Imaginary Creatures in the Woods

As we walked along the trail, a friend told me that her grandchild loved pine needles. He also liked looking for hollow logs that would make good houses. My friend seemed to share her grandson’s delight in the magical quality that can be sensed just below the surface in many forest settings.

Perhaps because children can be particularly sensitive to the intelligence of other species, or because of their vivid imaginations, looking for or constructing “fairy houses” seems a perfectly natural thing to do. I thought of the troll that my Aunt brought back from Norway at my request. I promised my friend that I would take photos of him in the park.

Indeed, this eager little fellow seemed to be quite at home in these woods far from his native land.

A Boulder Around the Seasons

A boulder perched at the edge of Hills Pond when I started the photo series. It became an island as the waters rose. Then ice linked it to land again. In spring, geese and ducks perched on its strong back. There were signs of trouble as algal bloom sullied the water and all the birds left.

Waiting unperturbed, the boulder bore silent witness to ducks returning as brilliant colors in shades of yellow, orange and red mixed with the greens. Though all of this, the boulder sat with perfect equanimity. It had me wondering whether I could be more like that. Probably not, but that I could appreciate (and hopefully remember) its still presence seemed to count for something.


A Bumper Crop of Edible Mushrooms

When I was out taking mushroom photos, I came across two people with a basket full of hen of the woods as well as a bag of honey mushrooms they had gathered from the base of oaks. They told me that the number of edible mushrooms you can collect in Europe is limited so as to leave some for others. Here there are no such limits and they had gathered so many mushrooms they would need to give some away. As they explained, the best way to learn which are safe to eat is to go out with an expert local guide, although books and online resources (like this one) can be helpful.
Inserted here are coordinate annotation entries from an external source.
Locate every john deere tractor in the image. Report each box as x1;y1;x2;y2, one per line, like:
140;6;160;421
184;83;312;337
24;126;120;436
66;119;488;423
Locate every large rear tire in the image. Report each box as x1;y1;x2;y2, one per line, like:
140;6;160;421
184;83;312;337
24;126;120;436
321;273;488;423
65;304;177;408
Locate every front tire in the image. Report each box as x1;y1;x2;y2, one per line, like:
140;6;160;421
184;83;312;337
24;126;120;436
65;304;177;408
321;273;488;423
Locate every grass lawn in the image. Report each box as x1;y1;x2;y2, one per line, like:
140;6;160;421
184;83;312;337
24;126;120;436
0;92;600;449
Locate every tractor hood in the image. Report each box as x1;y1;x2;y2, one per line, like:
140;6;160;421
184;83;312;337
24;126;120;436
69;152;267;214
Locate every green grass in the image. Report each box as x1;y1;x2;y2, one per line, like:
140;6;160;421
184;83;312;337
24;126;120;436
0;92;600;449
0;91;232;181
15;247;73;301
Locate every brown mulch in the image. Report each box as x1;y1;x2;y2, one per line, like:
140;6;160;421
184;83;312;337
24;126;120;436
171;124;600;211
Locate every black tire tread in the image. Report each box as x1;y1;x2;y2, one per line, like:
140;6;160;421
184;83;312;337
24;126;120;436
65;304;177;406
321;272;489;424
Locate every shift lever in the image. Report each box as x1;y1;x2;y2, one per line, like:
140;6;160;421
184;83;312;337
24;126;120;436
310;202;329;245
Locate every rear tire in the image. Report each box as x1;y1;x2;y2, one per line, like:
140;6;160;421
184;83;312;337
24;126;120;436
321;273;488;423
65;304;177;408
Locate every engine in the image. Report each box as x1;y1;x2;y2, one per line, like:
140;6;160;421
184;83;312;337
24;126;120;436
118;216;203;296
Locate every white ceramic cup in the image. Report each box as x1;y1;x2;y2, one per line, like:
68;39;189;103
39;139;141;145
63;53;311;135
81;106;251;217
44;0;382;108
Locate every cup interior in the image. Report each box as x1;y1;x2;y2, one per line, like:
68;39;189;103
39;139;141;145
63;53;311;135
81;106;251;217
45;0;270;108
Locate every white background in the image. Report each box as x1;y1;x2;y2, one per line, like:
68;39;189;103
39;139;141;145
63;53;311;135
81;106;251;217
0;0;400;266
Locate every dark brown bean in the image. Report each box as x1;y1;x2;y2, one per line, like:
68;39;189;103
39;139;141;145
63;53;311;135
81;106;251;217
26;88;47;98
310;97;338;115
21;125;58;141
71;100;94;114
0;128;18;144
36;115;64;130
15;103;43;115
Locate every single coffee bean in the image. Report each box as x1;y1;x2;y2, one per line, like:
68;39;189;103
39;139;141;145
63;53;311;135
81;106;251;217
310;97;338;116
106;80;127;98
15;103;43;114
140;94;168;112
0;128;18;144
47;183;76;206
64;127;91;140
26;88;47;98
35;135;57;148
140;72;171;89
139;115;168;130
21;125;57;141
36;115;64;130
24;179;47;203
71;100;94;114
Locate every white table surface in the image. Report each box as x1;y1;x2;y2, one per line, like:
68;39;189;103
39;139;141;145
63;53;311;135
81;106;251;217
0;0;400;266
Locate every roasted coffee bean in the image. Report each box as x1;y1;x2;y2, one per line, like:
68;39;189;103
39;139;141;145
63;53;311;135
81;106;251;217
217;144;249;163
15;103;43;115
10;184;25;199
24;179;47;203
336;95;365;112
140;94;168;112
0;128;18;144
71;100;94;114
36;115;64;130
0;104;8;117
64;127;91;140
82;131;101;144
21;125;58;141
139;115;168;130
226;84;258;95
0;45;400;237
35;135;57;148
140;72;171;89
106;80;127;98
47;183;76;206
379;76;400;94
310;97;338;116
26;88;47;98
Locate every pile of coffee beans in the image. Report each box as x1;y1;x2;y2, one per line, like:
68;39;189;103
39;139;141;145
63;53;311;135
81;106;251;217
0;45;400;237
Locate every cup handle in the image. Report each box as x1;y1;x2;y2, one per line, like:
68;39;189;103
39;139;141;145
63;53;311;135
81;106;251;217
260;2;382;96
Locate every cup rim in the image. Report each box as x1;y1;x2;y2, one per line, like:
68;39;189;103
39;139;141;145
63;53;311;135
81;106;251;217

Like many, I find fungi’s beautiful diversity and complexity fascinating. In addition to their use as food and medicine, mushrooms can have profound cultural significance. Those with psychotropic properties are used in healing rituals. A lovely jade pendant (below) bears witness to the significance the Chinese place mushrooms that play an important role in traditional medicine. The Maya carved wonderful anthropomorphic mushroom stones.

Fungi support the health of forests in a variety of ways. They can survive fire and have been used to control insect pests and to clean up plastic and organic waste. No doubt our appreciation for what fungi do for us will increase as we learn more about their many roles in various ecosystems.

Mushrooms After Rain

Nature is constantly shifting and not just with the normal seasonal changes these days. This early fall, I would certainly welcome some quiet green time on my morning walks in Menotomy Rocks Park (Arlington, Massachusetts, USA), but nature had its own ideas. After abundant rain all summer, amazing fungi were popping up everywhere and calling out to have their portraits taken.

I sometimes moved into contorted positions to capture the fascinating diversity up close, and in one particularly lucky shot, spores falling from a cluster (last photo below). My walks extended to two or more hours and I was off on another adventure, discovering how important fungi are to us as well as to so many other forms of life on this planet.